RETOUR : Coups de cœur

 

Pierre Campion

Compte rendu du roman de Nancy Huston, Dolce agonia.
Texte mis en ligne le 29 avril 2001.
© : Pierre Campion.

Lire par ailleurs sur ce site le commentaire de Jacqueline Morne sur ce livre.

 Dolce agonia Nancy HUSTON, Dolce agonia, roman, Arles, Actes Sud, 2001 et Québec, Leméac Editeur Inc., 2001.


Des vies à la grâce d’un Dieu

S’il y a quelque chose de fascinant dans ce roman, c’est déjà la langue. Soit ! Le livre paraît écrit directement en français. Mais quel français ? Nancy Huston vit en France depuis longtemps, nous dit-on. Elle y a sa famille. Mais, se souvenant qu’elle est canadienne, elle publie simultanément à Québec. Cependant sa langue n’est certainement pas celle de la belle province. Est-ce le nom et le prénom de l’auteur, est-ce le thème, est-ce le style très légèrement décalé (mais où et comment ? secret d’écriture et tour de main), est-ce par exemple les notes de bas de page qui explicitent le « jeu de mots intraduisible entre turkey, la dinde, et Turkey, la Turquie » ou le rôle des SDS ? On cherche le nom du traducteur… Oui, c’est bien cela : on dirait la traduction française d’un roman américain, par exemple de John Updike… Nous ne confondons pas : ce n’est pas une comparaison, c’est un soupçon, la suggestion d’un élément possible de la fiction, d’un jeu de miroir déformant et voulu, d’un trait d’ironie.

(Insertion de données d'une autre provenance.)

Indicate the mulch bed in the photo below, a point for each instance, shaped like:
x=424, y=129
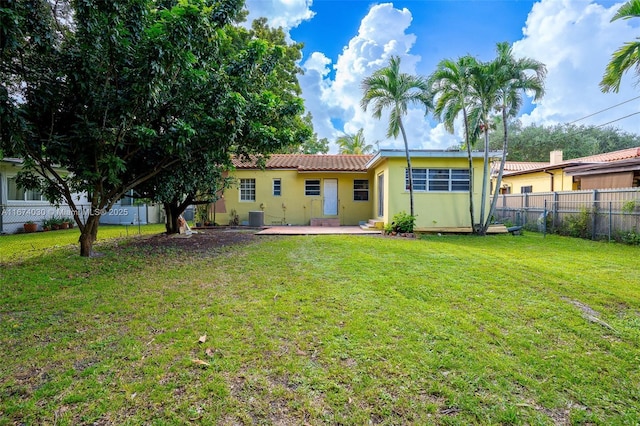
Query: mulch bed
x=201, y=241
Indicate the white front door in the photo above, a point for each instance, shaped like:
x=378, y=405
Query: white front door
x=330, y=200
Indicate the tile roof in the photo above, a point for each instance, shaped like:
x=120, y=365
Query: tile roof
x=519, y=167
x=309, y=162
x=622, y=154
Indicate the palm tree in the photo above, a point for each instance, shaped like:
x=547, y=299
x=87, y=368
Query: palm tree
x=451, y=86
x=354, y=144
x=485, y=83
x=627, y=56
x=515, y=76
x=389, y=88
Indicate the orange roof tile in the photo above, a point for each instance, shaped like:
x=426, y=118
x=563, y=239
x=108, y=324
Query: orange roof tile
x=310, y=162
x=622, y=154
x=519, y=167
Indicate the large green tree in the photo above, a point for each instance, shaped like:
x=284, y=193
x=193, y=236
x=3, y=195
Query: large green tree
x=93, y=87
x=388, y=88
x=354, y=144
x=451, y=86
x=240, y=99
x=627, y=56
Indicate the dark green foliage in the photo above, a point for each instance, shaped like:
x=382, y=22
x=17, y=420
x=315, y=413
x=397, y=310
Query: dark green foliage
x=131, y=89
x=533, y=143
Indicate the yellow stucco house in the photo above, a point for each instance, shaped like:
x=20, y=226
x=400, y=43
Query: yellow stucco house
x=616, y=169
x=334, y=190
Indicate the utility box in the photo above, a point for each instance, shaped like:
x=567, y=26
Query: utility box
x=256, y=219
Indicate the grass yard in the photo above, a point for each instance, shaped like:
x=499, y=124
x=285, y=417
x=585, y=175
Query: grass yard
x=324, y=330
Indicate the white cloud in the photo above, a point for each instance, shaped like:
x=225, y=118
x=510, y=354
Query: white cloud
x=382, y=34
x=280, y=13
x=575, y=40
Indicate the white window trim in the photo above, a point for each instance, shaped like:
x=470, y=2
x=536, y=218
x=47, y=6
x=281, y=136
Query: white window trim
x=362, y=191
x=449, y=180
x=273, y=187
x=23, y=201
x=240, y=190
x=319, y=187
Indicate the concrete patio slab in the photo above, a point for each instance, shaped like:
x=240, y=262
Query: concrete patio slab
x=317, y=230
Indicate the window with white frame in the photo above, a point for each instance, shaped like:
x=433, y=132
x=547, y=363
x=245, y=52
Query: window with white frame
x=17, y=193
x=312, y=187
x=446, y=180
x=277, y=187
x=360, y=190
x=247, y=189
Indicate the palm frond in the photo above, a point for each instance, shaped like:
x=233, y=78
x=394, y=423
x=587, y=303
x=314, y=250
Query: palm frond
x=630, y=9
x=622, y=60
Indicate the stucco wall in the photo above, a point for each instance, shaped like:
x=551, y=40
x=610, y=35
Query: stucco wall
x=432, y=209
x=540, y=182
x=298, y=208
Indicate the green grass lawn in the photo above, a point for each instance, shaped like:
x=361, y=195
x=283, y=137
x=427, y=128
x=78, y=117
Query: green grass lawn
x=325, y=330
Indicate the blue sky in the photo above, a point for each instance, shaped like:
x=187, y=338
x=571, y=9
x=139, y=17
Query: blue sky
x=346, y=41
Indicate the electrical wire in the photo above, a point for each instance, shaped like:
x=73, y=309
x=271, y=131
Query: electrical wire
x=606, y=109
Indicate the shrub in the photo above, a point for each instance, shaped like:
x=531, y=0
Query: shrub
x=577, y=225
x=402, y=223
x=628, y=237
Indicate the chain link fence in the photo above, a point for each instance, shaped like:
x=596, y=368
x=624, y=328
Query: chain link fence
x=598, y=214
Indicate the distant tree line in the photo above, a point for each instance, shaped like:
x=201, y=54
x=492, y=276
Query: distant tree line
x=533, y=143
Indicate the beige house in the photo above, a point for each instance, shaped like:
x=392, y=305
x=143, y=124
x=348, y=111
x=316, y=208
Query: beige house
x=337, y=190
x=617, y=169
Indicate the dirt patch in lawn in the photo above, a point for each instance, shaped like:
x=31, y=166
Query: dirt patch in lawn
x=209, y=241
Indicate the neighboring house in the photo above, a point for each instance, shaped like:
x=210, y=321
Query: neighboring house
x=336, y=190
x=18, y=205
x=617, y=169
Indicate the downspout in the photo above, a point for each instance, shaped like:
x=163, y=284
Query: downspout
x=1, y=205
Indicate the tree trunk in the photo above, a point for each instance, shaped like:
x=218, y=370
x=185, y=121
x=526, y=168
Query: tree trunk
x=470, y=158
x=484, y=222
x=88, y=234
x=496, y=192
x=172, y=214
x=409, y=168
x=173, y=210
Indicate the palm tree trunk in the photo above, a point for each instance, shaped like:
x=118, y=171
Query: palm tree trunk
x=502, y=161
x=468, y=142
x=484, y=221
x=409, y=168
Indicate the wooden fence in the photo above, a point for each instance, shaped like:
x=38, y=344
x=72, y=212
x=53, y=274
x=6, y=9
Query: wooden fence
x=602, y=214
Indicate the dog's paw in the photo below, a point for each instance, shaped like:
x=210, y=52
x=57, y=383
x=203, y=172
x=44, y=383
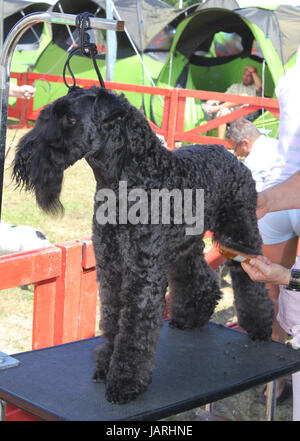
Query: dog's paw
x=102, y=356
x=122, y=390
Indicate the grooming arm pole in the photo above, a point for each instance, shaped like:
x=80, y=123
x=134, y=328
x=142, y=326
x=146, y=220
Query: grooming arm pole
x=7, y=51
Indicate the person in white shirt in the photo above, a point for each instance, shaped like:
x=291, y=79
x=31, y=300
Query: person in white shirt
x=251, y=85
x=280, y=230
x=259, y=151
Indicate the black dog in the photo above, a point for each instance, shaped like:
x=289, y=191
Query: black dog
x=137, y=260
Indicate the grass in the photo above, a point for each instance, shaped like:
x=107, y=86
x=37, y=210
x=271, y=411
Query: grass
x=16, y=304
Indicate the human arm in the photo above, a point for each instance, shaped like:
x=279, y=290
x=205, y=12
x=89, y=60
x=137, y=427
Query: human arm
x=283, y=196
x=25, y=91
x=260, y=269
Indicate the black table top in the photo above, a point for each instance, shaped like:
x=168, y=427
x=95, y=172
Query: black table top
x=193, y=367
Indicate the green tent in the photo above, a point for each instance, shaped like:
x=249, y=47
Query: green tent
x=212, y=46
x=141, y=51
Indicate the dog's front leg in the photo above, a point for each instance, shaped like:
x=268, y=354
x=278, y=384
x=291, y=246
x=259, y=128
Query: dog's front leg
x=141, y=318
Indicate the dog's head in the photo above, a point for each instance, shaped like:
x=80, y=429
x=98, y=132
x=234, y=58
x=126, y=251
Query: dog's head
x=65, y=131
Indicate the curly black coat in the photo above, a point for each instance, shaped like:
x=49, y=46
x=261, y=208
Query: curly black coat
x=135, y=263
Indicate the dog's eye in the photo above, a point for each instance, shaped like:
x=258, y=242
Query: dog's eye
x=68, y=121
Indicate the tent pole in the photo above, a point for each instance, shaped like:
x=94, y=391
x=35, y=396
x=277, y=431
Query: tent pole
x=7, y=51
x=111, y=46
x=1, y=24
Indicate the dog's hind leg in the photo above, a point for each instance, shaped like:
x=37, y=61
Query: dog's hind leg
x=109, y=276
x=110, y=305
x=194, y=290
x=237, y=228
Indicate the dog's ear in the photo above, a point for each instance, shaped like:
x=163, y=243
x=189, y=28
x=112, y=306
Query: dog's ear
x=107, y=107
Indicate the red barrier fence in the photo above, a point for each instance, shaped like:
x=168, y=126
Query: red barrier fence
x=64, y=276
x=65, y=294
x=172, y=128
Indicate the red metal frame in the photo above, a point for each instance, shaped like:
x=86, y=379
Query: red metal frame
x=64, y=276
x=173, y=112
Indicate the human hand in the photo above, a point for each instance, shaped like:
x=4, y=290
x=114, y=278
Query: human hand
x=261, y=269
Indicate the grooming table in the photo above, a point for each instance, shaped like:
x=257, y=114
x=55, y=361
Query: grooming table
x=193, y=368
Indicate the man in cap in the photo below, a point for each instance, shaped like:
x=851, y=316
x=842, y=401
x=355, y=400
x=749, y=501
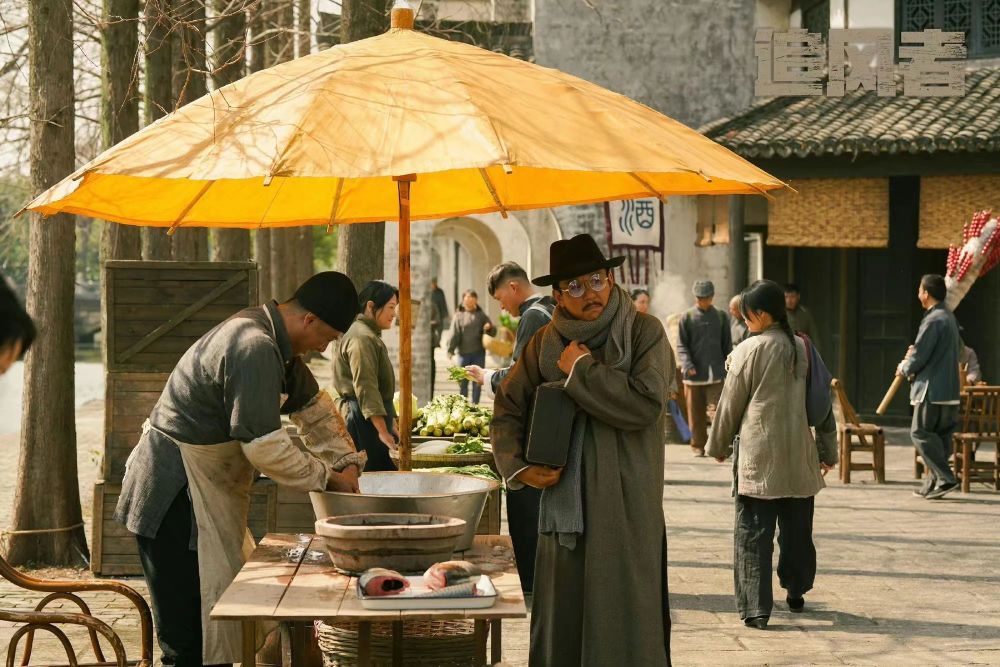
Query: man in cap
x=508, y=283
x=600, y=589
x=186, y=490
x=704, y=342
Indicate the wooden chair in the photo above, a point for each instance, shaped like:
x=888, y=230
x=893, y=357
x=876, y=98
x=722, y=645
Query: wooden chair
x=854, y=436
x=980, y=424
x=40, y=619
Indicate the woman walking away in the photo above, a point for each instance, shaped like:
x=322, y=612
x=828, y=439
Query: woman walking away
x=364, y=379
x=778, y=467
x=467, y=329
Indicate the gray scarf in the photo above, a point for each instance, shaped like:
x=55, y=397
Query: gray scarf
x=561, y=509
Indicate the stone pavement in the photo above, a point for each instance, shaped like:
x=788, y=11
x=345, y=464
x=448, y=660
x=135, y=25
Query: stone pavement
x=901, y=581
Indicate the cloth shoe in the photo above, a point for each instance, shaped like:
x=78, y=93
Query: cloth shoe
x=942, y=490
x=925, y=488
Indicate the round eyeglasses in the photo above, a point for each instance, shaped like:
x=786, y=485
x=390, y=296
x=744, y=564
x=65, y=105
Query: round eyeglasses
x=596, y=282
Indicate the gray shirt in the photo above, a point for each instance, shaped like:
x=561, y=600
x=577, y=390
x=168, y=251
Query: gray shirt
x=233, y=384
x=535, y=312
x=933, y=366
x=704, y=342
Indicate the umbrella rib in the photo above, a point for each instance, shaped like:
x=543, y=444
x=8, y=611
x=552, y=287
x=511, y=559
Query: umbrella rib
x=493, y=192
x=187, y=208
x=649, y=187
x=336, y=205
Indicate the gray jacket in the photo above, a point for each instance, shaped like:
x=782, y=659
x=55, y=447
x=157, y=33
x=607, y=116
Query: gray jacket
x=228, y=386
x=933, y=366
x=535, y=313
x=467, y=331
x=704, y=342
x=764, y=403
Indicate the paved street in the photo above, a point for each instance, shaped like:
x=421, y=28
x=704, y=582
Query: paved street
x=901, y=580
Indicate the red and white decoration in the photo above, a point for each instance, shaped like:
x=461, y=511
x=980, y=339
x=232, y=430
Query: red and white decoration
x=980, y=252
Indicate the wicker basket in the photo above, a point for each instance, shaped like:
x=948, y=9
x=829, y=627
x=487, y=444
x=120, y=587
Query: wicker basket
x=435, y=643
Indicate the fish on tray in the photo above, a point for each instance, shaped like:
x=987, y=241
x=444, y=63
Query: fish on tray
x=380, y=582
x=450, y=573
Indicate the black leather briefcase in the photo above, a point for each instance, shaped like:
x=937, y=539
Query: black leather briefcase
x=550, y=425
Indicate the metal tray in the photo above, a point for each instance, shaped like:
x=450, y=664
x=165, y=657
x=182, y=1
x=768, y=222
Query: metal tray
x=485, y=597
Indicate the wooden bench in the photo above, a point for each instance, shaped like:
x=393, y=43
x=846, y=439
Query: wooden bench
x=854, y=436
x=33, y=620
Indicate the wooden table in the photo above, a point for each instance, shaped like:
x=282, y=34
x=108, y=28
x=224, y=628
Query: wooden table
x=289, y=579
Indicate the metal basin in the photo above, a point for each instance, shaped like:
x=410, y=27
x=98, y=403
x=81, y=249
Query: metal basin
x=457, y=496
x=401, y=542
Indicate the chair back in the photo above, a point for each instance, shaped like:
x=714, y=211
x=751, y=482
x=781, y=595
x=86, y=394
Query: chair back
x=843, y=410
x=981, y=410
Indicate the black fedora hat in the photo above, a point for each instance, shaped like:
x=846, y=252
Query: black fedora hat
x=575, y=257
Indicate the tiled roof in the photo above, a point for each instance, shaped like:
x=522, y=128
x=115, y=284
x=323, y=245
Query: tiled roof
x=863, y=123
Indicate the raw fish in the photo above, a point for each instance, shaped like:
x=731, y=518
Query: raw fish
x=450, y=573
x=380, y=582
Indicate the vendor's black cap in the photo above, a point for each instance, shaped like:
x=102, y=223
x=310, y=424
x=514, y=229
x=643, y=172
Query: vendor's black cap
x=331, y=297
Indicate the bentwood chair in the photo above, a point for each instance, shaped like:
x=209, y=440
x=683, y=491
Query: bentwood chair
x=854, y=436
x=50, y=621
x=980, y=424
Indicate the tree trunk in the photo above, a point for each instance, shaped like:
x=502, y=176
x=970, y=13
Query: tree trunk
x=47, y=495
x=189, y=84
x=258, y=61
x=262, y=254
x=119, y=107
x=231, y=245
x=304, y=246
x=361, y=247
x=305, y=249
x=281, y=48
x=159, y=101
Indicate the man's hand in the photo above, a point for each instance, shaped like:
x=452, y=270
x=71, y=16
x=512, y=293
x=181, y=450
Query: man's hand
x=388, y=439
x=345, y=481
x=573, y=351
x=477, y=373
x=539, y=477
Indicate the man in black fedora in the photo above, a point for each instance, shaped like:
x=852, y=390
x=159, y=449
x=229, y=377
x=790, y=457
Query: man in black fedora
x=602, y=513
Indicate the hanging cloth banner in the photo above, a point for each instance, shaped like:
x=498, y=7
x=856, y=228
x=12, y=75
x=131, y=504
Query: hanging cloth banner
x=635, y=227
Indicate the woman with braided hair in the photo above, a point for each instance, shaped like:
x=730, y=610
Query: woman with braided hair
x=778, y=466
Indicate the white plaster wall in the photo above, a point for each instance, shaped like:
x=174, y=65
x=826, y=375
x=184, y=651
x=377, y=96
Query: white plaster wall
x=670, y=289
x=870, y=13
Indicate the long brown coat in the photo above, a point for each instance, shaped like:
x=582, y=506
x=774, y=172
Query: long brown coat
x=605, y=602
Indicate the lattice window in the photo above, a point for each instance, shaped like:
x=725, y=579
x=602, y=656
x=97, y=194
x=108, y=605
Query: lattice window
x=978, y=19
x=816, y=17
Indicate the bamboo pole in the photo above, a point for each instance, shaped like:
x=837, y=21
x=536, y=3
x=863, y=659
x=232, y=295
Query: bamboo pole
x=405, y=323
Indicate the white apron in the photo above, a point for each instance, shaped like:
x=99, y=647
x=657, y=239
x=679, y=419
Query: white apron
x=219, y=480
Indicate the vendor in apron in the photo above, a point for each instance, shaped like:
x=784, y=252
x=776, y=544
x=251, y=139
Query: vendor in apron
x=186, y=491
x=363, y=378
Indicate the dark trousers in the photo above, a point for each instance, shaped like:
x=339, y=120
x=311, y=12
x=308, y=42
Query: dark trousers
x=473, y=359
x=931, y=432
x=754, y=546
x=700, y=396
x=171, y=571
x=522, y=519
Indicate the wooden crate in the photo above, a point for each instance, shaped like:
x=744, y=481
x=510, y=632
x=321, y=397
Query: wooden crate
x=154, y=311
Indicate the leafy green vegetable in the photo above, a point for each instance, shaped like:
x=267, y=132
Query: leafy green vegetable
x=473, y=445
x=481, y=470
x=457, y=373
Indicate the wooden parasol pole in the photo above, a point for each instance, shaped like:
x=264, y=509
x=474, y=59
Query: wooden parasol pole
x=405, y=323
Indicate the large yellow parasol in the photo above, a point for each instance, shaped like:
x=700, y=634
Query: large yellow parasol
x=402, y=126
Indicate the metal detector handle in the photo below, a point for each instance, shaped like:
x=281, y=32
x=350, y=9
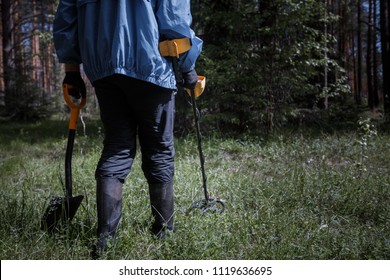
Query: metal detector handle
x=74, y=107
x=199, y=88
x=74, y=115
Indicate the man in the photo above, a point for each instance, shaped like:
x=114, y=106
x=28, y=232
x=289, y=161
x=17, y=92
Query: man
x=117, y=42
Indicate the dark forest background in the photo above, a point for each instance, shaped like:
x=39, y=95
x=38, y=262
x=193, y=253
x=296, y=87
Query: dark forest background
x=269, y=64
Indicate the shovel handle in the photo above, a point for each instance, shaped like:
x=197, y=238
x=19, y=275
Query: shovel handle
x=74, y=107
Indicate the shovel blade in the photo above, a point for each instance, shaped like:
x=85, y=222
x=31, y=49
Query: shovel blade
x=60, y=211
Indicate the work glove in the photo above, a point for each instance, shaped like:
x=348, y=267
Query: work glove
x=77, y=89
x=190, y=79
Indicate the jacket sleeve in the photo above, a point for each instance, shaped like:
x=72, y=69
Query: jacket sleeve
x=65, y=34
x=174, y=21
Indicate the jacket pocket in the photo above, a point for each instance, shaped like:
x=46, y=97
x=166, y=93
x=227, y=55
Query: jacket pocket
x=82, y=2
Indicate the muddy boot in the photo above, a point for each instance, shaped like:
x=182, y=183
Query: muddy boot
x=109, y=212
x=161, y=201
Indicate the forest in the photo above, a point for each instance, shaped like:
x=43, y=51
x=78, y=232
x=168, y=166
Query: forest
x=295, y=122
x=268, y=63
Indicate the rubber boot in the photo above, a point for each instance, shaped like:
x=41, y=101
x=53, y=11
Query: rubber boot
x=161, y=201
x=109, y=211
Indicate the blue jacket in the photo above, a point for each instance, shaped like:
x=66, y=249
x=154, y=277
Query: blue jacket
x=122, y=36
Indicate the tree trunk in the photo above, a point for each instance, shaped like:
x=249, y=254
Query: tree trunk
x=8, y=53
x=385, y=44
x=369, y=58
x=375, y=57
x=358, y=92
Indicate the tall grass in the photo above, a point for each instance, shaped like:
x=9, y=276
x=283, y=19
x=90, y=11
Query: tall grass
x=293, y=196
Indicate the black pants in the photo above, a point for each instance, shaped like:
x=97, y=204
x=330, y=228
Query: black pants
x=131, y=107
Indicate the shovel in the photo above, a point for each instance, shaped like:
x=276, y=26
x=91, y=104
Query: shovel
x=61, y=210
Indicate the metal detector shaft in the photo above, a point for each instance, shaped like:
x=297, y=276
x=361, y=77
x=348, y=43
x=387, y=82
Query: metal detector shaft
x=68, y=163
x=199, y=137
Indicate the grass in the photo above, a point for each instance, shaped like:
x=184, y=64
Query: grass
x=293, y=196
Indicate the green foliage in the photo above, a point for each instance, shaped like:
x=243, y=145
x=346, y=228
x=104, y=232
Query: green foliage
x=264, y=60
x=292, y=196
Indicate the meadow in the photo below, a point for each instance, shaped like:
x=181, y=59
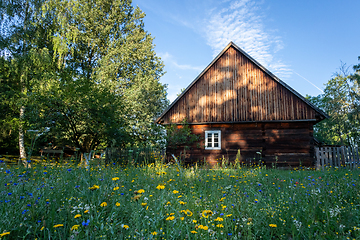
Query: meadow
x=157, y=201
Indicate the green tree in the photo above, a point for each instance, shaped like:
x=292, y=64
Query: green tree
x=107, y=86
x=24, y=54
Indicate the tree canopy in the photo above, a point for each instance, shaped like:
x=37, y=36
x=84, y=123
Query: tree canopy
x=92, y=76
x=340, y=101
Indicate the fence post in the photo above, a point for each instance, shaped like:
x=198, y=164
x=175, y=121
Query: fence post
x=338, y=157
x=317, y=158
x=356, y=153
x=322, y=154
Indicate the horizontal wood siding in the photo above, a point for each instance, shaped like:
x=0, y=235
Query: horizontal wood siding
x=283, y=144
x=234, y=89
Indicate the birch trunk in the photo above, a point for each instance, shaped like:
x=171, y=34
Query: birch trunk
x=21, y=137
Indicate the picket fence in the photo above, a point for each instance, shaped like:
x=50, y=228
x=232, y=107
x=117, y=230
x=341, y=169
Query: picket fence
x=337, y=157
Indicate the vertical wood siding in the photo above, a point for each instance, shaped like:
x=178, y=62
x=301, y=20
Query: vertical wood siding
x=283, y=144
x=234, y=89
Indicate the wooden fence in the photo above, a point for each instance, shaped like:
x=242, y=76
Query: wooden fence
x=337, y=157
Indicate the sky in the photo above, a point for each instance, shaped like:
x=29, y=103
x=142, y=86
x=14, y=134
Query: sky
x=303, y=43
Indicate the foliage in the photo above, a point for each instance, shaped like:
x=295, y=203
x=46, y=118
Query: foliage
x=115, y=202
x=24, y=56
x=87, y=71
x=340, y=101
x=180, y=135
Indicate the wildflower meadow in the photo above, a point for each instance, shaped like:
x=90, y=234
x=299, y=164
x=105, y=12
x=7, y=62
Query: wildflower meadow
x=158, y=201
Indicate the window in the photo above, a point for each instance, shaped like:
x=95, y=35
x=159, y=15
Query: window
x=213, y=140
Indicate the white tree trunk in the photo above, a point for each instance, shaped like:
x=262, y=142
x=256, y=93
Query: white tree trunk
x=21, y=138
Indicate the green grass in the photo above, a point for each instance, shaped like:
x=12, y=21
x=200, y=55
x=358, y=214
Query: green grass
x=246, y=203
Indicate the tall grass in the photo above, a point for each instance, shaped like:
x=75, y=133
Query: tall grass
x=156, y=201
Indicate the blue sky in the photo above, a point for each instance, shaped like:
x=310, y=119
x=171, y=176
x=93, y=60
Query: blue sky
x=301, y=42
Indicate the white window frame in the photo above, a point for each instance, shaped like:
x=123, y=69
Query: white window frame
x=207, y=133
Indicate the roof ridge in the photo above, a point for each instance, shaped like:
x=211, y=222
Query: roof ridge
x=232, y=44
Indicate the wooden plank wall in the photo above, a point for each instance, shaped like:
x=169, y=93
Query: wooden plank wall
x=234, y=89
x=283, y=144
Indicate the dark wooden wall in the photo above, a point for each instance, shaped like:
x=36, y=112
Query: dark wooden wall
x=285, y=144
x=234, y=89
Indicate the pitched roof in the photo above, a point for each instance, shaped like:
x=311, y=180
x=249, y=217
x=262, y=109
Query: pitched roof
x=231, y=44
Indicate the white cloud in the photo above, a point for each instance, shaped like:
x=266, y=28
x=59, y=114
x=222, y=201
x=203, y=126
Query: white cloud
x=169, y=59
x=243, y=23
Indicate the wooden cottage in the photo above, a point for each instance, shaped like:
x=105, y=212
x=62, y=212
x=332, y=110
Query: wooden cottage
x=237, y=104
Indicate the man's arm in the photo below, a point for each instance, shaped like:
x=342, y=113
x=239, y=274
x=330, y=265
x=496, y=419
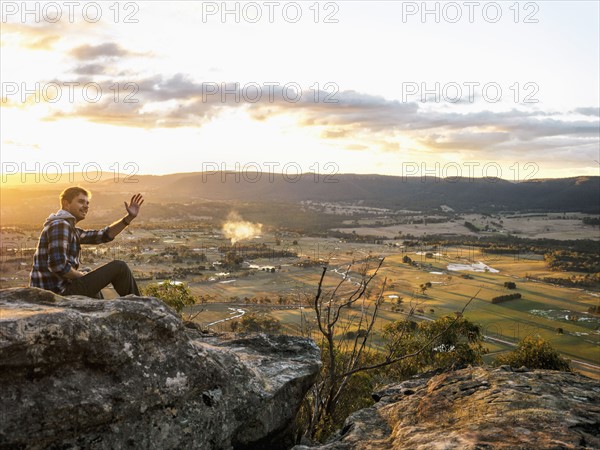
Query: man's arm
x=133, y=210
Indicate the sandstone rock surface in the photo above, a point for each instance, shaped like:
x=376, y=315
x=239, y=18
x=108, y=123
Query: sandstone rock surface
x=478, y=408
x=126, y=373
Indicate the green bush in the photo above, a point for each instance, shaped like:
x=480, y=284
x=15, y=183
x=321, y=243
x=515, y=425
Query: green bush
x=257, y=323
x=176, y=295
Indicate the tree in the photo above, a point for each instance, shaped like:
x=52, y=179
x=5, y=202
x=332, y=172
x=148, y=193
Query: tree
x=458, y=343
x=534, y=352
x=345, y=379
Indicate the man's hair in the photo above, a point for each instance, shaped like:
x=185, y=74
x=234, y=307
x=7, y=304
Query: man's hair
x=70, y=193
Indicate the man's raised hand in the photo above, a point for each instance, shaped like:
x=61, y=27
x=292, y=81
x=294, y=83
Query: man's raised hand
x=134, y=205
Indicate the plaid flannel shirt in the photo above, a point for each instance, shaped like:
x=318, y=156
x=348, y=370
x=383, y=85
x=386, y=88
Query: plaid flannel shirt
x=59, y=249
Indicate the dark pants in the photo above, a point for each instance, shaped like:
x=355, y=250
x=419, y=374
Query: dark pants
x=115, y=272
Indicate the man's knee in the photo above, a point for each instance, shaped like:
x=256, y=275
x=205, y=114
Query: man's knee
x=121, y=266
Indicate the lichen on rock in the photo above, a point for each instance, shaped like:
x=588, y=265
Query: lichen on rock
x=87, y=373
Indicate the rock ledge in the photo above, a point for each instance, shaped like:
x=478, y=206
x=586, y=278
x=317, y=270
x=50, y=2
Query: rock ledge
x=85, y=373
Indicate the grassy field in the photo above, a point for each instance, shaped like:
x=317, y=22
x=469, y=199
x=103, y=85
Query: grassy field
x=542, y=310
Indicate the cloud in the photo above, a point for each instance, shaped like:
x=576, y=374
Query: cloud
x=40, y=36
x=360, y=121
x=106, y=50
x=589, y=111
x=90, y=69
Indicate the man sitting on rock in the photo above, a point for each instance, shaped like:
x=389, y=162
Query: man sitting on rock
x=56, y=260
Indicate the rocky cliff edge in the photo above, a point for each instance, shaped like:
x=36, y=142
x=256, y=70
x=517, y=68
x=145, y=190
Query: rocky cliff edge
x=77, y=372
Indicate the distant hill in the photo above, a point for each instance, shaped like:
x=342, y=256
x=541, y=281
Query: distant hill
x=566, y=194
x=461, y=194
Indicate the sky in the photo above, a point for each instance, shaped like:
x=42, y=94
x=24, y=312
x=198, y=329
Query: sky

(Perdu ! Vérification faite en lisant l’entretien accordé par Nancy Huston à la revue Lire, il apparaît que ce roman, comme le précédent, fut « écrit d’abord en anglais[1] ». L'écriture de la traduction n'est donc pas une fiction d'écrivain, mais la réalité même… Cependant, gagné ! Car, dans ce livre publié comme roman français, les marques d’une translation sont en effet effacées et conservées, et lisibles même dans le texte considéré seul, et problématiques[2].)

 

Douze personnages, plus un bébé, réunis à la campagne pour le Thanksgiving de l’an 2000 à l’invitation de l’un d’entre eux : des écrivains et universitaires, et leurs relations de travail ou d’amitié ; des couples anciens et nouveaux ; les incidences de l’âge et de la santé, de la condition, des origines proches et lointaines. En somme, tout y est pour faire un monde. Un monde tel que peut le former le hasard des rencontres dans un milieu cosmopolite et cultivé de la côte Est, et dont le passé personnel remonte pour le plus âgé à la Russie des années vingt, pour tel autre à l’Irlande des années soixante, pour un autre aux années Martin Luther King et aux luttes dans lesquelles son père s’absorbait. Ce sera donc l’anglais d’un Ukrainien juif dont la famille est passée par l’Afrique du Sud, celui d’un avocat ou de sa femme médecin urgentiste, celui d’un professeur noir malheureux et cinglant, celui d’une secrétaire de l’université ou celui d’une prof de philo très forte sur Aristote, talentueuse pédagogue et fort maigre, celui d’un peintre raté venu de Biélorussie, mais aussi celui d’une très jeune femme, une junkie de Vancouver déjà bien déglinguée, qui a appris la vie près de sa mère, « une femme libre des années soixante-dix », et dans les errances qui les mènent à travers divers malheurs, elle à ce mariage en apparence inespéré et son frère à la mort.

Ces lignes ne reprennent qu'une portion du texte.